Day 36: Land of the Eternal Blue Sky

The Mongolian Empire, which claimed land from China to eastern Europe, was the largest contiguous land empire of all time.  This vast mass of land created a fusion of cultures as trade along the famous "silk road" flourished bringing wares and ideas from east to west and west to east.  Travelers such as Ibn Battutah and Marco Polo traveled these roads and brought back stories and spices which teased the minds of Europeans.  It was tales of these far away lands that led European explorers to go and see for themselves what these lands had to offer.

Mongolian Empire and Hot Pot

While the dish referred to as "Hot Pot" is ubiquitous throughout Asia it has its roots in Mongolia.  Mongolian soldiers, it is believed, started this dish as a way to stay warm.  With a simple broth, meat and vegetables were mixed in as available.  If the legend is true, the soldiers would make the stew in their helmets and spend several hours around the fire, basking in the steam, slowly cooking and sipping on their food.

How to Hot Pot

Don't be intimidated by the menagerie of choices you find at a hot pot restaurant.  We are here to make this simple for you.  Hot Pot is essentially Asian fondu (or fondu is essentially Swiss Hot Pot--depending on which direction you are coming from).   Everything is customizable down to the broth, dipping sauces, meats, other animal byproducts, and vegetables.  It might be easiest, if it is your first time or if you are going alone, to simply try whatever "lunch special" is offered since it will usually be a well rounded set of options and then you will learn what you like for next time.


Depending on the restaurant the broth will be served in a single pot that cooks on a burner at your table.  Some restaurants will serve it in a "yin-yang" pot so that you can try two soup flavors.   Typically, hot pot is eaten with chopsticks and the assistance of a single spoon to assist with the broth.  The foods are loaded into and out of the pots using tongs and ladles.  Try not to use your personal chopsticks reaching into our out of the main pot, especially if you are dining with others.

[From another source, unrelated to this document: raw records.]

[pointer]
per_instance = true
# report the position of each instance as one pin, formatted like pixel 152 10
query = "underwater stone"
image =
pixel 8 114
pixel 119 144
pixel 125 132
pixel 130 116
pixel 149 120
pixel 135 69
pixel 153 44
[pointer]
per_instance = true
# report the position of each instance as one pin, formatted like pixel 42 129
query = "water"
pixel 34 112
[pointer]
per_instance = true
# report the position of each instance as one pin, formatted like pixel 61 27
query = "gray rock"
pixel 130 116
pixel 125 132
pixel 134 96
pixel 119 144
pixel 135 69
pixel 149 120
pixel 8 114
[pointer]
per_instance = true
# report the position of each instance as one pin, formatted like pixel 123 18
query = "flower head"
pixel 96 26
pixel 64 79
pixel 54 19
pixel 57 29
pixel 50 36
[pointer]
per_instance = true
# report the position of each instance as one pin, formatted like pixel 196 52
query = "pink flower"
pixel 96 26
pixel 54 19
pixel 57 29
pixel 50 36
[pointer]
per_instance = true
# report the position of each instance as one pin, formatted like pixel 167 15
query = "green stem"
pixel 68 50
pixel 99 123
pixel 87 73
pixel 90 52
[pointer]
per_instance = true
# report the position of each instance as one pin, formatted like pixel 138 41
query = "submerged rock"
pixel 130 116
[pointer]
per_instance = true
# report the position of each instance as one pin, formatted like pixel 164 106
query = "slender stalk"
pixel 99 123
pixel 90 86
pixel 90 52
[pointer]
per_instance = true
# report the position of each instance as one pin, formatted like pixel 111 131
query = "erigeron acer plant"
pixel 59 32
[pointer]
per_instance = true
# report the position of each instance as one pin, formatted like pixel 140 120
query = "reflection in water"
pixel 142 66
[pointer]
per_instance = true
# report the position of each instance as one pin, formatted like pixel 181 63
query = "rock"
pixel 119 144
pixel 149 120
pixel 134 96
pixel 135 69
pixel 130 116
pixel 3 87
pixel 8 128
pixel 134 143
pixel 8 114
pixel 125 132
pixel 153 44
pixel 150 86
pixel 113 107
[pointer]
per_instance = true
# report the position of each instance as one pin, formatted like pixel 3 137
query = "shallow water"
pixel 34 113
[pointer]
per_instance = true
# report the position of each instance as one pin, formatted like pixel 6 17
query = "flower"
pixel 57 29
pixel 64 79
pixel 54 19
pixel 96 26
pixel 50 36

Most places offer the basic two broths, which are original and spicy (Szechuan).  We enjoy Shabu House (a small eatery tucked away in the labyrinth at 9889 Bellaire) because they offer six different flavors.  Once you have tried the first two, check out their curry or kimchi broths.


There are many sauces and extras that can be added.  These range from hot (spicy) oil, to peanut sauce or, my favorite, sesame paste (it works well with lamb).  Experiment and find what you like.


The basic meat choices are lamb or beef, but Hot Pot is a good opportunity to try new things.  Most places offer a list of seafoods (shrimp, squid, octopus), animal "byproducts" (coagulated blood chunks, eyes, tripe, and intestine), and other dumplings.


There are a host of vegetable sides from lettuces and spinaches to a collection of mushrooms.  I am not a mushroom person, but the enoki mushrooms are great. Several styles of tofu (the best is the fried one) are also available.  Also experiment with the noodles; there are rice noodles, udon noodles, ramen noodles, and others.

Some Final Tips

  • Start with the noodles.  Cook the noodles first and put them in the bottom of your bowl.  All of the other flavors then add to the noodles which can then be mixed in and eaten or saved for last.
  • Tear up lettuces by hand before putting them in the pot.  This will make eating them easier when they come out.
  • Experiment with Sauces.  There are many options and they are all great.  It really comes down to personal preference.
  • Plan it out.  Part of a successful meal is planing things out so that you don't put everything in at once and lose your heat, nor do you sit there waiting on something to cook.  Different items take different cook times.  The meats, since sliced paper thin, usually only take ten seconds or so.  Any potato or yam like sides usually take longer.  Learn to look ahead and put some things in the side while you cook the faster things.
  • Go with friends.  Hot pot is a communal experience.  Take your time and enjoy the experience.